I used to think that Americans were smart enough to know when this type of abuse of might had gone too far. I always thought there were enough of us who saw through political demagoguery to know the difference between political pandering and god-awful policy. It seems I was wrong.

Even the changes in Congress last year are only a burp, more about Iraq than anything related to God and morals.

The problem is we count on politicians to do right by us much in the same way some parents expect their children's teachers to parent their kids. It is a responsibility we cannot, must not, abdicate to those in power. They will only do as much as they can get away with, and maybe slightly more if there's enough money involved.

God, like good character, starts in the home, not on Capitol Hill. Like past mistakes, one's feelings toward God should inform one's actions, not control them. If those who would put our necks to the sword could understand that, perhaps they would stop trying to control the rest of us.

-PBG

Wednesday, April 04, 2007

Dialog for Peace

Thank you, Nancy Pelosi, for being forward thinking and courageous in visiting Damascus.

Political solutions are not properly presented on a dingy platter of empty diplomacy, especially when a reluctant administration only presents a pissed-on tray covered with the paper doily of dogmatic idealism.

It is true the al-Assad is more bitter enemy than best friend, and not undeservingly so.
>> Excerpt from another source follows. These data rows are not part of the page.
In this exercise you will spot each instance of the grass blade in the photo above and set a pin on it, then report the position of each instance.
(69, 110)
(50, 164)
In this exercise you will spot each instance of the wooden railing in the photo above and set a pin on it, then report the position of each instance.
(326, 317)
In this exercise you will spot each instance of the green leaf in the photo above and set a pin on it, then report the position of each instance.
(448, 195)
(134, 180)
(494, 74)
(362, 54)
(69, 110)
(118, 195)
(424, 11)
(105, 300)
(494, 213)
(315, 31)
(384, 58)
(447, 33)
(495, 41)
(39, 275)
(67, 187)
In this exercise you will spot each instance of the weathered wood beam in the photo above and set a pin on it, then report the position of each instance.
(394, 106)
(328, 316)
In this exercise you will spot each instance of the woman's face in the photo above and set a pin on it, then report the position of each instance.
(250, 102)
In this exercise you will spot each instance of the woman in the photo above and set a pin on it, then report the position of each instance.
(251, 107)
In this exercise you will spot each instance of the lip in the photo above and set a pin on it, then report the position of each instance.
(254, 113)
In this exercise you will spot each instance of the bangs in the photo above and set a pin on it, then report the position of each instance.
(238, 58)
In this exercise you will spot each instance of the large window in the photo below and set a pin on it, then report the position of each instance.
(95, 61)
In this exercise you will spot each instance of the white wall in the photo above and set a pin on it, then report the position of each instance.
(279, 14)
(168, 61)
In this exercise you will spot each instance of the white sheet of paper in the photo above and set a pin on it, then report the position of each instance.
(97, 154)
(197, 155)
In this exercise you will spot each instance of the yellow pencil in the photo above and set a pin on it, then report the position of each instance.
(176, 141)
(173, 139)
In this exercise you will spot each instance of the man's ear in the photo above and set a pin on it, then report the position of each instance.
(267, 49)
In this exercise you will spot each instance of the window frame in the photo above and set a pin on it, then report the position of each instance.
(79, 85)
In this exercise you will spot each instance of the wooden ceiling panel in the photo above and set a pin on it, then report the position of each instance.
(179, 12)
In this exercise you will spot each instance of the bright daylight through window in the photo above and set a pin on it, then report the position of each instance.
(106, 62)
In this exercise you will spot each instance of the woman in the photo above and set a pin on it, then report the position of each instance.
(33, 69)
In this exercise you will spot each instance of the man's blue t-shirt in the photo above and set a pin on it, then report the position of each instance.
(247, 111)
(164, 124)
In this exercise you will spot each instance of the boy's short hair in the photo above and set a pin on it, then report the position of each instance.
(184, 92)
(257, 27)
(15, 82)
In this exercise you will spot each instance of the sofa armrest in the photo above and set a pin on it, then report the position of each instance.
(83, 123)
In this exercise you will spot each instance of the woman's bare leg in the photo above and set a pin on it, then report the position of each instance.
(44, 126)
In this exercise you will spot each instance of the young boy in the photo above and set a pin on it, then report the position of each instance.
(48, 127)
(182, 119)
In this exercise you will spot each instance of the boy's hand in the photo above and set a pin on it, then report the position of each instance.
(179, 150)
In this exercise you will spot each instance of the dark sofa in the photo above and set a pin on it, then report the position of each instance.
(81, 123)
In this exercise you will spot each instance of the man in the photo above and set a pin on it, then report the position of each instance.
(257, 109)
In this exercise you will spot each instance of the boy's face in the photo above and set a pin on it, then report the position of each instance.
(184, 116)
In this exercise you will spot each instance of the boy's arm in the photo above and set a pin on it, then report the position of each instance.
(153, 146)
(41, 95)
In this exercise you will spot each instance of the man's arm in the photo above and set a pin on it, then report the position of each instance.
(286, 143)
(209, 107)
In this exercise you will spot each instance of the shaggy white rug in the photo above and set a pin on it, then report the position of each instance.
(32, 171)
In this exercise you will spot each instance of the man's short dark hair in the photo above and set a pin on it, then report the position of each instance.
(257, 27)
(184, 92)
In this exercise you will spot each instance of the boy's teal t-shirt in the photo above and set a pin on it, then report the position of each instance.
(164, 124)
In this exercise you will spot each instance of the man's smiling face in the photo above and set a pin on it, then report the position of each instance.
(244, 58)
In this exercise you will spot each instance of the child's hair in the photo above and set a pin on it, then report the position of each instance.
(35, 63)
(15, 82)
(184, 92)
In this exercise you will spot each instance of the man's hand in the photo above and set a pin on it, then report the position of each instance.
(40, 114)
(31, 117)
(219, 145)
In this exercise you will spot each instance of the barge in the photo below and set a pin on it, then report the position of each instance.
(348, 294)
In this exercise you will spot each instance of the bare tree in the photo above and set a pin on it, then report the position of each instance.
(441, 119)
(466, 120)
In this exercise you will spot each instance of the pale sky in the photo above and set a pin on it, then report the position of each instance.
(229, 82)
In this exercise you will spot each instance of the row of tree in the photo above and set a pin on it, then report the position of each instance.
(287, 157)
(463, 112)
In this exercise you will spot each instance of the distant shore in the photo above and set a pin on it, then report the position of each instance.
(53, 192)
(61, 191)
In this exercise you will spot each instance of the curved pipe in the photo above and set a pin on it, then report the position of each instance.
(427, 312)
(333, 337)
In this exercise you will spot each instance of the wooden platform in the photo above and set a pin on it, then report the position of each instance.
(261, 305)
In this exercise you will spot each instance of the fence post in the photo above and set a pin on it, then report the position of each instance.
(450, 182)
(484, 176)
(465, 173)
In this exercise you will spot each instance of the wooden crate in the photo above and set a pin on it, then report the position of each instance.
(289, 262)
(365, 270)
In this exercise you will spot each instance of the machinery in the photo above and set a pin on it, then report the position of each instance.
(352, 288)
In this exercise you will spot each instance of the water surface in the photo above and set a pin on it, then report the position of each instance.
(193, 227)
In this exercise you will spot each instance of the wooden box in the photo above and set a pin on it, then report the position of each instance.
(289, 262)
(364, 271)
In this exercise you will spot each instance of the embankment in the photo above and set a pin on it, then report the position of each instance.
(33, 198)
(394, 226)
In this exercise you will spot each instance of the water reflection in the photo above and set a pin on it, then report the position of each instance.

His interests and ours nearly always diverge. Yet Syria must be engaged in dialog, not in spite of its roles in Lebanon and Iraq, but because of them. This is not some banana republic-like "rogue" regime. The Assads have run Syria for decades. You'd have to be smoking some pretty cosmic Lebanese hash to think they are going anywhere.

Any diplomatic engagement must be viewed as a positive step. It's "a more practical approach," Ziad Haider, a Lebanese journalist, told the New York Times. Practical, he says, because it represents change, the prospect of a US foreign policy not "based on demands and ideology."

So thank you, Ms. Pelosi. It is a shame that the 2008 presidential candidates appear to be afraid to take the stand that you have taken here. I hope that in twenty months, when - God willing - we get back in the White House, we will be presenting attractive options to all the players in this seemingly intractable region.

Those who advocate the current paradigm of the silent treatment think that other countries quake to find themselves on our shit list. It's obvious to me that this policy prolongs distrust and potentially breeds more anger and resentment toward the United States, when we should be looking for ways to mitigate their powerful hatred. But more than resentment, I think they and the rest of the world are disappointed in the misguided policies we have allowed our government to pursue in our name. I know I am.

It is time to clean the idealistic crud from the diplomatic tray. I don't know what morsels of the diplomacy we proffer to the Syrians or Iranians they will find to their liking. What I do understand is that our commitment will be much better demonstrated by offers presented respectfully, on a gleaming silver tray, than by Bush's ridiculously parental tone in threatening to use the platter as a blunt object on our enemies' backsides. That's no offer at all.



If your cause is peace, your dogma must be dialog.